Red clementines have a fruity, sweet-tart flavor well suited for fresh preparations. The small fruits are easily peeled and segmented, consumed straight, out of hand as a healthy snack or dessert. Red clementines can also be segmented and tossed into salads, mixed into fruit bowls, or layered in parfaits. The pigmented flesh provides visual depth when sliced into thin rings, an attractive garnish for desserts, main dishes, and salads. Red clementine segments can also be dipped in chocolate as a sweet snack or dessert, chopped into fruit salsas, or used as a topping over ice cream and cakes. In addition to the flesh, the juice can be incorporated into baked goods, sauces, glazes, and dressings. The juice can also be stirred into beverages for a tangy flavor, blended into smoothies, squeezed over roasted vegetables, or sprinkled over tacos or seafood. Try thinly slicing Red clementines and layering the slices around the edge of a cake or floating them into beverages. Red clementines pair well with meats such as beef, duck, pork, and poultry, seafood including white fish, shrimp, and crab, fruits such as pomegranates, oranges, and bananas, herbs such as rosemary, basil, and mint, prosecco, honey, and soft cheeses such as mozzarella. Whole, unwashed Red clementines will keep 2 to 7 days when kept at room temperature and 2 to 3 weeks when stored in the crisper drawer of the refrigerator.

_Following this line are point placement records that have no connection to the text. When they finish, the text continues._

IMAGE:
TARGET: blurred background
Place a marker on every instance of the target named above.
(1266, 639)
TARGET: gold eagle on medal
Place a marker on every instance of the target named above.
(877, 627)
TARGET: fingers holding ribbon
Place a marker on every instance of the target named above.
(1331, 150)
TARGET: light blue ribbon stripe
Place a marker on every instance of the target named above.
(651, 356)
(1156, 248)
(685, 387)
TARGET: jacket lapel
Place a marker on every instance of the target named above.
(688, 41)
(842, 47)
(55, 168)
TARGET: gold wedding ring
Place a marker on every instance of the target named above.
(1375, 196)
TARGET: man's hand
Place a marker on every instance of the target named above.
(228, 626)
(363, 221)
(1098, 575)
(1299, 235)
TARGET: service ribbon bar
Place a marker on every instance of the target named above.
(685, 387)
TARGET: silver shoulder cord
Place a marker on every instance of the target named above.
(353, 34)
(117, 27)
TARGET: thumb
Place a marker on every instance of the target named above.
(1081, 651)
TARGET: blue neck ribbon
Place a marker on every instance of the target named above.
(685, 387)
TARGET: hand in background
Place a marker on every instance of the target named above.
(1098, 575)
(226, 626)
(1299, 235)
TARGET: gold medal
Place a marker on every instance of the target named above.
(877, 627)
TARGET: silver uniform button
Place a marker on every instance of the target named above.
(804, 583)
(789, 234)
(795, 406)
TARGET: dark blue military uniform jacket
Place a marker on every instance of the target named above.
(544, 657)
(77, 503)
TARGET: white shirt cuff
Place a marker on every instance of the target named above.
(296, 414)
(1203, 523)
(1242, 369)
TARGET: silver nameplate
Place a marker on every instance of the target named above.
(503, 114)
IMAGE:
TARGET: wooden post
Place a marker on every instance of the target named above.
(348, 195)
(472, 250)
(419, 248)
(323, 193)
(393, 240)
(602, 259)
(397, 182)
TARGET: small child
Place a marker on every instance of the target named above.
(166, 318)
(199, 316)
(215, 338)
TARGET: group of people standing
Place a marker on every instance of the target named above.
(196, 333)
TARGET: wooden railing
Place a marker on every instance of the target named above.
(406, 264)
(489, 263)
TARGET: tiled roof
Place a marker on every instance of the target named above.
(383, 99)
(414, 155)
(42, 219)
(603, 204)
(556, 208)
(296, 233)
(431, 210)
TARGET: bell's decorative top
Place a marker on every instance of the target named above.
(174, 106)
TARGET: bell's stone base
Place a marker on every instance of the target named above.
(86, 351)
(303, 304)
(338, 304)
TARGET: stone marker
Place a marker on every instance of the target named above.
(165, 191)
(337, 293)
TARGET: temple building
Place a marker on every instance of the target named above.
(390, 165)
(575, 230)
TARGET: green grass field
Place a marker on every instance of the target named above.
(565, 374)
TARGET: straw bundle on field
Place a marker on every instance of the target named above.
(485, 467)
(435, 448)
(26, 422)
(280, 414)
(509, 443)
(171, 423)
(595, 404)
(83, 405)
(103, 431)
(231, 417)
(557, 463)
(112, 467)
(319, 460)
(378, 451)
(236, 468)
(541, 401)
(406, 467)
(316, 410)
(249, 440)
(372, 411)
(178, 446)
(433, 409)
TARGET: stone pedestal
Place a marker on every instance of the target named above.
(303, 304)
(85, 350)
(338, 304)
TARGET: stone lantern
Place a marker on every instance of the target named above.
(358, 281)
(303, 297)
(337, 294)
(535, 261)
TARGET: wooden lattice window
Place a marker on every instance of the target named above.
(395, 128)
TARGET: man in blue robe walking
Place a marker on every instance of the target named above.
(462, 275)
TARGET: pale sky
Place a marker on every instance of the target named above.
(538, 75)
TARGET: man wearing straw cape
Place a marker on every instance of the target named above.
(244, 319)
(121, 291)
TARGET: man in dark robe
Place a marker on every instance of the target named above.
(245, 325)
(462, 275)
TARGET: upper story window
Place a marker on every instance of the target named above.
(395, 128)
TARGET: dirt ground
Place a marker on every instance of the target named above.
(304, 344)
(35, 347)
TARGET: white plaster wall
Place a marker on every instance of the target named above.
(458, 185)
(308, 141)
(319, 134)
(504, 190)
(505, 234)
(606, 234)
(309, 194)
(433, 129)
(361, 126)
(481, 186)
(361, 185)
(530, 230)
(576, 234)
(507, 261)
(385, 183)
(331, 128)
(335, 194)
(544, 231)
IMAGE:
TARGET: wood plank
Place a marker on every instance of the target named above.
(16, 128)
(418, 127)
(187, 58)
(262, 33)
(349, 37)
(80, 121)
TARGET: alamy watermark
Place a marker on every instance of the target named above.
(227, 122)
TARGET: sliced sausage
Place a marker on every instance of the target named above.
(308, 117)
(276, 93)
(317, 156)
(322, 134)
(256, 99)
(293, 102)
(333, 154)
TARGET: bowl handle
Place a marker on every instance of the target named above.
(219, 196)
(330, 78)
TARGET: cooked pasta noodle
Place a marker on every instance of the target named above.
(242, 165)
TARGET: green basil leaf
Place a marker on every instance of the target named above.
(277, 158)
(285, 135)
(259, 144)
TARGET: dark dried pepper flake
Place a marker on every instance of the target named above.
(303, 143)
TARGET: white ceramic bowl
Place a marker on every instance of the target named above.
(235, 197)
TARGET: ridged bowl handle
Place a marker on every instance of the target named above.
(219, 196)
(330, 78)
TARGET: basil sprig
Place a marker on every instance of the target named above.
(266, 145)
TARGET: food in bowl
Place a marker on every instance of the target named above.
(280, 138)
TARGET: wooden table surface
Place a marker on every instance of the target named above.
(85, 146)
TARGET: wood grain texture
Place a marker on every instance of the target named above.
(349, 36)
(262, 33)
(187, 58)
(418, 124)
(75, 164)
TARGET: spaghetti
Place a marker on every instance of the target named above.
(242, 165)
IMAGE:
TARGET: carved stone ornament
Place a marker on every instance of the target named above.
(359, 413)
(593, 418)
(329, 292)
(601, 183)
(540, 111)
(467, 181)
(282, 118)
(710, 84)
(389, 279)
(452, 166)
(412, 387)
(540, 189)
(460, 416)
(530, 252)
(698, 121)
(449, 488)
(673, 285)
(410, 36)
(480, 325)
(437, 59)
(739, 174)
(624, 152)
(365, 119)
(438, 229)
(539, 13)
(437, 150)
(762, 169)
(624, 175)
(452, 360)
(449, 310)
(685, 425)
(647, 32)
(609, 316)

The two most well-known Red clementine varieties are sold under the marketing names MandaRosa® and Ruby Tango mandarins. MandaRosa® mandarins were developed in Italy and were initially marketed under the name Mandared in the late 20th century. When they were introduced to the United States in 2020, the fruits were called MandaRosa®, a name derived from a combination of mandarin and “rosa,” translating to mean “pink” in Italian, a nod to the fruit’s pigmented flesh. Ruby Tango mandarins were developed by the University of California Davis and were commercially planted in California in 2016. Both varieties of Red clementines arrive at markets around Valentine’s Day and are often promoted as a ready-to-eat alternative to candy. The small fruits can be wrapped in cellophane with a note and given as gifts, or the red pigment in the flesh can add a festive nature to dishes when sliced into rings and floated in drinks, layered on desserts, or placed into salads.
Red clementines were developed in Sicily, Italy, at the Citrus Breeding Institute. The pigmented citrus was created through years of natural breeding, and the research trials were conducted primarily by breeders Santo Recupero, Giuseppe Reforgiato Recupero, and Giuseppe Russo in Italy from 1985 to 2004. Red clementines are a natural cross of the clemenules, also known as nules, clementine, and the tarocco blood orange. Clemenules are an early ripening tangerine and are one of Spain's most widely grown clementines, while tarocco blood oranges are a significant blood orange variety cultivated worldwide. The red-fleshed fruits were first introduced to Italian markets in the early 21st century under the Mandared name and were the only pigmented variety for several years. Mandared fruits also became a luxury, exported item, sent to other European countries, including Great Britain, Norway, and Germany. Years later, the Citrus Breeding Institute partnered with breeders in California to grow the mandarins in the United States, and the first crop of MandaRosa® mandarins was released at the beginning of 2020. Other California breeders at the University of California Davis also created a pigmented variety under the name of Ruby Tango in 2016. Today Red clementines are a specialty variety of citrus cultivated on a small scale in Europe and the United States. When in season, the fruits are sold through distributors, farmer’s markets, and select grocers.